Broader Implications for Crypto and Stock Markets

Analyzing this from a cross-market lens, BlackRock's BTC purchase has ripple effects on traditional stocks, particularly those in the fintech and blockchain sectors. Companies like MicroStrategy, which hold significant Bitcoin reserves, may see their stock prices buoyed by such institutional confidence. For crypto traders eyeing stock correlations, events like this highlight opportunities in mining firms or ETF-related equities during Bitcoin rallies. Institutional flows into crypto also influence broader market sentiment, potentially drawing parallels to gold as a safe-haven asset amid economic uncertainty. As of the latest data, with Bitcoin's market cap surpassing $2 trillion, these moves reinforce its status as a mature asset class, encouraging diversified portfolios that blend crypto and stocks for optimal risk-adjusted returns.

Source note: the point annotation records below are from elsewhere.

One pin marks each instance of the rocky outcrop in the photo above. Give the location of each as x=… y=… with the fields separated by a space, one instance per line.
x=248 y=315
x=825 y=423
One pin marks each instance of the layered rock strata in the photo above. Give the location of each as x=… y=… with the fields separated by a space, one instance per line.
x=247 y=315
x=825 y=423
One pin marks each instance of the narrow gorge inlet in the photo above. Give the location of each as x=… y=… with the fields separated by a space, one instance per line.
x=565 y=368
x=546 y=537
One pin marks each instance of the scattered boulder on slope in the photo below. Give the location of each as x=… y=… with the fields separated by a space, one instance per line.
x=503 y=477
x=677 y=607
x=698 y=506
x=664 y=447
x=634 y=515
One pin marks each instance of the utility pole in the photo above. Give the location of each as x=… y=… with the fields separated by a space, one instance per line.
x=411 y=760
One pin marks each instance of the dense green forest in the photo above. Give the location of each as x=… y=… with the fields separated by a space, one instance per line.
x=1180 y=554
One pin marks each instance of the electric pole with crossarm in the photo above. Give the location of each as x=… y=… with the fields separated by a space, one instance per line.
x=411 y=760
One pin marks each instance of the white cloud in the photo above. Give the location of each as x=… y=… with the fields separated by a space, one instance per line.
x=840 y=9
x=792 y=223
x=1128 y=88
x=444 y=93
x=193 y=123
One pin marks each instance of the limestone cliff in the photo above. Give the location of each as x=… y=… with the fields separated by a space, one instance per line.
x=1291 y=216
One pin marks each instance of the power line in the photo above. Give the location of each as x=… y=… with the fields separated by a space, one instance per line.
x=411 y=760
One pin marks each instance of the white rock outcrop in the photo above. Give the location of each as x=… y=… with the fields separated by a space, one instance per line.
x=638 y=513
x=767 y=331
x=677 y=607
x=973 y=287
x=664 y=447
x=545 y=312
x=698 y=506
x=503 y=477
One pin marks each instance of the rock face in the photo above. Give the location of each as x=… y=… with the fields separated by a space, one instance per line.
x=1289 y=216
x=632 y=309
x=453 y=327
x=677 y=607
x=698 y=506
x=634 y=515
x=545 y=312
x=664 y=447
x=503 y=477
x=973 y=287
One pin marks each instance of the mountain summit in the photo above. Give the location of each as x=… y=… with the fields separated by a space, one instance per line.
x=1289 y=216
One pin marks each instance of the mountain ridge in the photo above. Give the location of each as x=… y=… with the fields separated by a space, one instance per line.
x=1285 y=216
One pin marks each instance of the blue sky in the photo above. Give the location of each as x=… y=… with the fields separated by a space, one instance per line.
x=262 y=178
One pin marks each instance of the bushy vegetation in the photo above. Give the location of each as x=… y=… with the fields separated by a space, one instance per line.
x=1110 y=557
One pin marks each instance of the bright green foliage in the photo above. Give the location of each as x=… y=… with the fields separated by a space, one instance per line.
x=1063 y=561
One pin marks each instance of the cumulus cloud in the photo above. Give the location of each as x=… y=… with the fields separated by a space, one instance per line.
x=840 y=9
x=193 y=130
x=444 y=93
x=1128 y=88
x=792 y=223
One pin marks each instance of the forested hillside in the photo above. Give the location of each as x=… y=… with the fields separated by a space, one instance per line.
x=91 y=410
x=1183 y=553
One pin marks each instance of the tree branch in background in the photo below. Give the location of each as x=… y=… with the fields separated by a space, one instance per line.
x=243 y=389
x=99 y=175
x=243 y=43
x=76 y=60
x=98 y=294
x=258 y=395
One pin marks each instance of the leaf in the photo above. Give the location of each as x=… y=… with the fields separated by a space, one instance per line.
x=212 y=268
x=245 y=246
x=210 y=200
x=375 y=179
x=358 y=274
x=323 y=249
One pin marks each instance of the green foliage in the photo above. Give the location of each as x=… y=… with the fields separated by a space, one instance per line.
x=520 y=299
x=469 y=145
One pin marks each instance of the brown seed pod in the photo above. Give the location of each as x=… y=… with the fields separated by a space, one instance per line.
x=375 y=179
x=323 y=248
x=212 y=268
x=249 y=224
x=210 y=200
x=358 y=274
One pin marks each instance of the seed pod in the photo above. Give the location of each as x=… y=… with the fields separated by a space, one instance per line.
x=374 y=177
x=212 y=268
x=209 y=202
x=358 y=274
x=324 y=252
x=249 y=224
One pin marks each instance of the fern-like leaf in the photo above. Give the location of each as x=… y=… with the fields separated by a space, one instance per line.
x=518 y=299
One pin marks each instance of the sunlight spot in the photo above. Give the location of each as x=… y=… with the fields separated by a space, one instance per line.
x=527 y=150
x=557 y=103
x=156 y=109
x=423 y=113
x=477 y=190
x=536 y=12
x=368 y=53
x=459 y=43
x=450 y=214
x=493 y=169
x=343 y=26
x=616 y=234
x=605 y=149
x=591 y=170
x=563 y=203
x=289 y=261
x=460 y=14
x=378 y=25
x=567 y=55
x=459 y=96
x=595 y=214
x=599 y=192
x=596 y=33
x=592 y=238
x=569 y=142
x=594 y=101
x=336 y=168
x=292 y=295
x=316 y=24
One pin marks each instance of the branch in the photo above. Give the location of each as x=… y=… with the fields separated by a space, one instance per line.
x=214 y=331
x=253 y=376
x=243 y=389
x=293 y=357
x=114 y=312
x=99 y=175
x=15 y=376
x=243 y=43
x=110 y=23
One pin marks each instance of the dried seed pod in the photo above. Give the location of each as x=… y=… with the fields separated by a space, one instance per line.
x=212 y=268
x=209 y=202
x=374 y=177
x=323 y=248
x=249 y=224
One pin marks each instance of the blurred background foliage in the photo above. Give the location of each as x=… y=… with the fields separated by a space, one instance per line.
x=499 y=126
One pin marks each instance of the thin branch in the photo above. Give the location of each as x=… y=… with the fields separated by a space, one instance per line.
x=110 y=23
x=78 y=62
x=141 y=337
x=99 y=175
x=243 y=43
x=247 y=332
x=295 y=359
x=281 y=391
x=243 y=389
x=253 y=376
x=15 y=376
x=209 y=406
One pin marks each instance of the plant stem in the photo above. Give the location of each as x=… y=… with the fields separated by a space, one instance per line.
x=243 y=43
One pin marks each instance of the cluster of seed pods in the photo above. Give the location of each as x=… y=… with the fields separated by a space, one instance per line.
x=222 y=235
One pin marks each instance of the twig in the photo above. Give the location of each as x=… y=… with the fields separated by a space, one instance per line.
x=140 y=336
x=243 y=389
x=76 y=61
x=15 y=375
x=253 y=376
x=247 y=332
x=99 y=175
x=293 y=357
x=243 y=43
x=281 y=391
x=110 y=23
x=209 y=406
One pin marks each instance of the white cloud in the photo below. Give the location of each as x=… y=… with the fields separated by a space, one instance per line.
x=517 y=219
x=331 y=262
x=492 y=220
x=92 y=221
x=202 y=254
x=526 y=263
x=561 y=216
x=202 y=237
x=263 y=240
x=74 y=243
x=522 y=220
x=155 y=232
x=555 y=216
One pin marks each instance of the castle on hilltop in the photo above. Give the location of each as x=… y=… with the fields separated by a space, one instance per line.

In summary, BlackRock's $5 billion BTC buy during the flash crash not only averted potential disaster but also provides actionable insights for traders. By focusing on support levels, volume spikes, and institutional signals, market participants can navigate volatility more effectively. Whether you're scalping short-term trades or holding long positions, staying attuned to such developments is key to capitalizing on Bitcoin's evolving landscape.